Guidelines used by the Joint Commission and the National Committee for Quality Assurance give a blueprint for what medical homes should be.

Patients can look for these characteristics in their own doctors’ offices, regardless of whether they have recognition or certification.

The Joint Commission calls for patient-centered, relationship-based care; comprehensive care by a health-care team; and coordinated care that includes other health organizations when needed.

It expects groups to provide “superb access to care,” such as broader hours, and systems for quality and safety.

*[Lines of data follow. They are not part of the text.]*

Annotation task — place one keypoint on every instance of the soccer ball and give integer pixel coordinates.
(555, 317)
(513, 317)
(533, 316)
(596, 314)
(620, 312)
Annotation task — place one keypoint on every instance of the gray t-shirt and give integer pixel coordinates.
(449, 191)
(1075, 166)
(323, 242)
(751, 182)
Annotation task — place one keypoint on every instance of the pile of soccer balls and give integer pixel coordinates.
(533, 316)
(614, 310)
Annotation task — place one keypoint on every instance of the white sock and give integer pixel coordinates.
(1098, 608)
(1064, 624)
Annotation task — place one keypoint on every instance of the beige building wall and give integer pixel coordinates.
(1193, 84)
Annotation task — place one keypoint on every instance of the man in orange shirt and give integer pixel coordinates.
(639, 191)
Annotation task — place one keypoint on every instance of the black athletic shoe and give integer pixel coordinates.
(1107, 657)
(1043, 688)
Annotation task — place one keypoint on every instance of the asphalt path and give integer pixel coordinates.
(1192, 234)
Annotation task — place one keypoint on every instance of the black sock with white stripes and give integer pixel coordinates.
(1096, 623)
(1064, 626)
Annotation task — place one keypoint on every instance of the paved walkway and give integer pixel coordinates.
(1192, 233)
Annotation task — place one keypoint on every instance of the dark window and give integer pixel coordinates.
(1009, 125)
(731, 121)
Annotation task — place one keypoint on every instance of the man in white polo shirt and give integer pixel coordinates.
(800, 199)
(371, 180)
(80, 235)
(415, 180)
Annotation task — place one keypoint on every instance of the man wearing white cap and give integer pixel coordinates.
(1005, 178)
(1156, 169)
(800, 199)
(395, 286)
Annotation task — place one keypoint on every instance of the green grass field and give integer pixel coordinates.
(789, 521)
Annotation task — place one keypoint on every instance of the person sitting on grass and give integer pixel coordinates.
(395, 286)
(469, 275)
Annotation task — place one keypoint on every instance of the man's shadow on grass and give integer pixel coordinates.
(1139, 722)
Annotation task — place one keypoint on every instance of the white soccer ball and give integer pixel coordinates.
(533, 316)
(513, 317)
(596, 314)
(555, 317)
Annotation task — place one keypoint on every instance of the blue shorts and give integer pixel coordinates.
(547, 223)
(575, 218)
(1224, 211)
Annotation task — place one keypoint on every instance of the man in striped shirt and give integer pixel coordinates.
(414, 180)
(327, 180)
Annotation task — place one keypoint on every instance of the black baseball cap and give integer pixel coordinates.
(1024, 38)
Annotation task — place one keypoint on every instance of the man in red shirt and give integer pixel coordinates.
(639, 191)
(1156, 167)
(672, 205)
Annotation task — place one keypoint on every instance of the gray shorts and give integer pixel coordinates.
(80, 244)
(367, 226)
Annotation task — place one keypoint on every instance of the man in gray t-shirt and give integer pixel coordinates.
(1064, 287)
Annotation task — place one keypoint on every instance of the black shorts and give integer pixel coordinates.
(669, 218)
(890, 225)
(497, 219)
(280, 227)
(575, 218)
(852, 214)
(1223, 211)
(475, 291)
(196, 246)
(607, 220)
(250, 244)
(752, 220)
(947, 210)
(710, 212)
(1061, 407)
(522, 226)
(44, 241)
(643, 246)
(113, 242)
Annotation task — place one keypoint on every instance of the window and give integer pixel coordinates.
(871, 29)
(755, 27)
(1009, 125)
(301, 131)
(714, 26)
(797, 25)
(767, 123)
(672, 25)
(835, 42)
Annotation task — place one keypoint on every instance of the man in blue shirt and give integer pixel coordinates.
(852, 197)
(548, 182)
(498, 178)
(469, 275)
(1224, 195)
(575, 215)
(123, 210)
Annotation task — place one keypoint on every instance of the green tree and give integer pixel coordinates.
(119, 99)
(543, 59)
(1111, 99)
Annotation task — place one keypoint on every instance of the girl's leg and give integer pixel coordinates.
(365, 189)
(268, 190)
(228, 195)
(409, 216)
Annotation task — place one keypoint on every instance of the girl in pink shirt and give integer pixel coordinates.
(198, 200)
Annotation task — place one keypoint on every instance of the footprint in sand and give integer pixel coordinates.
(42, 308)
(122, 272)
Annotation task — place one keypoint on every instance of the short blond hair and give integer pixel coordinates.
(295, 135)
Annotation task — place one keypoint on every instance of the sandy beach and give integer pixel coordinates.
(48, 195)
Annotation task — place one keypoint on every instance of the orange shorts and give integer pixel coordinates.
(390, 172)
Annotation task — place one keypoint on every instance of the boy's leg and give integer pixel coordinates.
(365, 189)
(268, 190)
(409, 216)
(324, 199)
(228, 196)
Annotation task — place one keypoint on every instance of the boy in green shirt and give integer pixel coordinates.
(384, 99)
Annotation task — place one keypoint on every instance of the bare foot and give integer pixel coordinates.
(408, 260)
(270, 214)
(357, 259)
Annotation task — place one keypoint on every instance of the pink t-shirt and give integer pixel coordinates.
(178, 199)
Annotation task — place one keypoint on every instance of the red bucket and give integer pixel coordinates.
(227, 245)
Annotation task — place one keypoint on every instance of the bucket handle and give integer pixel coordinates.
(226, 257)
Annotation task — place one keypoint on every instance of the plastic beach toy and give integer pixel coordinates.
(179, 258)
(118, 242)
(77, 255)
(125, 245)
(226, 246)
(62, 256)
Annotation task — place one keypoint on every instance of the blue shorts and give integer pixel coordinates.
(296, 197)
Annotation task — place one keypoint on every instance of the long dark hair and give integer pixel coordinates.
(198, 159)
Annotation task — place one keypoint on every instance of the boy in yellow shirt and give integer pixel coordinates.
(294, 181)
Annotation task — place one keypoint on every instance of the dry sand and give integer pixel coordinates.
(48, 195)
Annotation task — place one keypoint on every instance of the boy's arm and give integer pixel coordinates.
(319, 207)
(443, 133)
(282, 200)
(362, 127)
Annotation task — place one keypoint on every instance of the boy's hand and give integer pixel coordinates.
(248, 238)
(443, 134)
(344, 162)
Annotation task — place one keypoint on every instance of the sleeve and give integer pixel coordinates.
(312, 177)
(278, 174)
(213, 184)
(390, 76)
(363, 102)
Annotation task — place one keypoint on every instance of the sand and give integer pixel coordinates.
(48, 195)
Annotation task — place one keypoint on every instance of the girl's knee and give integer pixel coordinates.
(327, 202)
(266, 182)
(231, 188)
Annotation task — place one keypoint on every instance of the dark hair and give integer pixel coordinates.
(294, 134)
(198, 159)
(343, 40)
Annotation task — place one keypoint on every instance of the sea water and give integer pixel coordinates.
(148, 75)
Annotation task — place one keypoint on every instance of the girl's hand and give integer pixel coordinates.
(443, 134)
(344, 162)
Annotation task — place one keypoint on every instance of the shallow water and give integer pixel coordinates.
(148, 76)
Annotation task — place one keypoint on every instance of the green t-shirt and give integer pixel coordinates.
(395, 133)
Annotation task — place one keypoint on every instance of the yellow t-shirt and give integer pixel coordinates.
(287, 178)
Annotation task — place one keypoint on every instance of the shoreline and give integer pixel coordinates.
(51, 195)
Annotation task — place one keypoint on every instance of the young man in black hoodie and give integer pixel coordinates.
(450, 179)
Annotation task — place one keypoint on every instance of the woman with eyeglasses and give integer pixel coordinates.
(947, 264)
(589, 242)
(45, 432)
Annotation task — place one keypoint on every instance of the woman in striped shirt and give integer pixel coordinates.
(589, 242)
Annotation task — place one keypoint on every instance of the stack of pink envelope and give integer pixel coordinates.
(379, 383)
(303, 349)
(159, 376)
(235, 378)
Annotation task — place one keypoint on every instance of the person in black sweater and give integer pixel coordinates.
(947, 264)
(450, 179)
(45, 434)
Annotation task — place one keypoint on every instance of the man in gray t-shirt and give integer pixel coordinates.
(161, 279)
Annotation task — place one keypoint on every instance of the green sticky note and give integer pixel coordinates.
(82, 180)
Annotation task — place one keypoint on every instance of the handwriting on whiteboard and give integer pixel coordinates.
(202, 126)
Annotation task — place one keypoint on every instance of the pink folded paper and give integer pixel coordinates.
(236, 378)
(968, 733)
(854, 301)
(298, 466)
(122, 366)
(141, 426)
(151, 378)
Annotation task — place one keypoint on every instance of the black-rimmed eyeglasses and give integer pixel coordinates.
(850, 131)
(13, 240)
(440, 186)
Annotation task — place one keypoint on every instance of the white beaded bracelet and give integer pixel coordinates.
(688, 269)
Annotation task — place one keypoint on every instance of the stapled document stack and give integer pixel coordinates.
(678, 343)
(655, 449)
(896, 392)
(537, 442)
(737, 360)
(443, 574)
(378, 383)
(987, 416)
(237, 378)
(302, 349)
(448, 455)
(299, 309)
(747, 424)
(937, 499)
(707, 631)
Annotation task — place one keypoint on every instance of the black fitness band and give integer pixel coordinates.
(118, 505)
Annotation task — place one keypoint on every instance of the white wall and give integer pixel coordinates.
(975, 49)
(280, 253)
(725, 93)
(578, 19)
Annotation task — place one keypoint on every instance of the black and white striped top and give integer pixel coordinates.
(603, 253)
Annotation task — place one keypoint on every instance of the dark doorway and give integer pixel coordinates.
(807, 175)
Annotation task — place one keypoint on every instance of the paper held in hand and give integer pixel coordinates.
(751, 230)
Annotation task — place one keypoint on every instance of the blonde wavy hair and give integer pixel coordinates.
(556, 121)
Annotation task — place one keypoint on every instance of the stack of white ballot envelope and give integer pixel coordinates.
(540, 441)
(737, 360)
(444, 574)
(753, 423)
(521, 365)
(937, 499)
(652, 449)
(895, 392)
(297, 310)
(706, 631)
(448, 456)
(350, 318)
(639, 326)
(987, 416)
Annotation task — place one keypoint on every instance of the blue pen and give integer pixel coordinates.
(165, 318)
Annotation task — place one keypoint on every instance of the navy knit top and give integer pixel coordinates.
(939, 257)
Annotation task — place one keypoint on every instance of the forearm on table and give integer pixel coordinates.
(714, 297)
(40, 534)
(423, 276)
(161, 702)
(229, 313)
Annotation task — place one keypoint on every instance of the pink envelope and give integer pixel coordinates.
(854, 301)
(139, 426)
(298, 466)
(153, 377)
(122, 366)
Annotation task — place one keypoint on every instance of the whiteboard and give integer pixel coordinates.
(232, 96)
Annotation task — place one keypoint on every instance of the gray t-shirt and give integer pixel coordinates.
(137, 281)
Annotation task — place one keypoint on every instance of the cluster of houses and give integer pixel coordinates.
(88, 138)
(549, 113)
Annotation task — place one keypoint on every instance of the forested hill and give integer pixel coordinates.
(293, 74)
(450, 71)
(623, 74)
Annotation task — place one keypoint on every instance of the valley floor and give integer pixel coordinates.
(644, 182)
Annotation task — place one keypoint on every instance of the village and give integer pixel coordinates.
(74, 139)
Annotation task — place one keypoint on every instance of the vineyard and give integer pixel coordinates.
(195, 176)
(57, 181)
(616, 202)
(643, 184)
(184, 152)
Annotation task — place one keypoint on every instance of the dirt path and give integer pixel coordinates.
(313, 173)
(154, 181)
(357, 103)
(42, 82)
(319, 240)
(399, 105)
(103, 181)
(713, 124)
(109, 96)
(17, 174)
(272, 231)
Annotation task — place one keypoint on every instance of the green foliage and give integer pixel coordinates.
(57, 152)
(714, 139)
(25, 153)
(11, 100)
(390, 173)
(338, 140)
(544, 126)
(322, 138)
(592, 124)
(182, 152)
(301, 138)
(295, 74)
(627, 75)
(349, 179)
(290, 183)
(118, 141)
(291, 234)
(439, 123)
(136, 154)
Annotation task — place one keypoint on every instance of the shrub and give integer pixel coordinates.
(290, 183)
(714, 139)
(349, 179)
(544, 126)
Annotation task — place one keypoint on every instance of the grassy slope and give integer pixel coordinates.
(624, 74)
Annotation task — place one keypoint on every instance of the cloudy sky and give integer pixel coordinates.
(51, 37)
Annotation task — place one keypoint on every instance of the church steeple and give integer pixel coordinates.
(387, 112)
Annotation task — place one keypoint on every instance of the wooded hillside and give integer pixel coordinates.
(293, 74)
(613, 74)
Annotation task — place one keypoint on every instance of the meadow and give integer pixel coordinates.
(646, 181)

The National Committee for Quality Assurance, in setting its standards for recognition, get guidance from the American Academy of Family Physicians, American College of Physicians, American Academy of Pediatrics and American Osteopathic Association.

The standards include 10 “must-pass” elements, among them systematic tracking of critical referrals, active support of patient self management, and evidence-based guidelines for three chronic or important conditions.

Practices must complete at least five for Level 1 recognition and all 10 for Levels 2 or 3.

Speakers at an Alliance for Health Reform program in May said transformation to true medical homes will be ongoing and the full health outcomes won’t be measurable for years, the family physicians academy reported.

For some practices, Cory said, it will entail “fundamental changes in what they do.”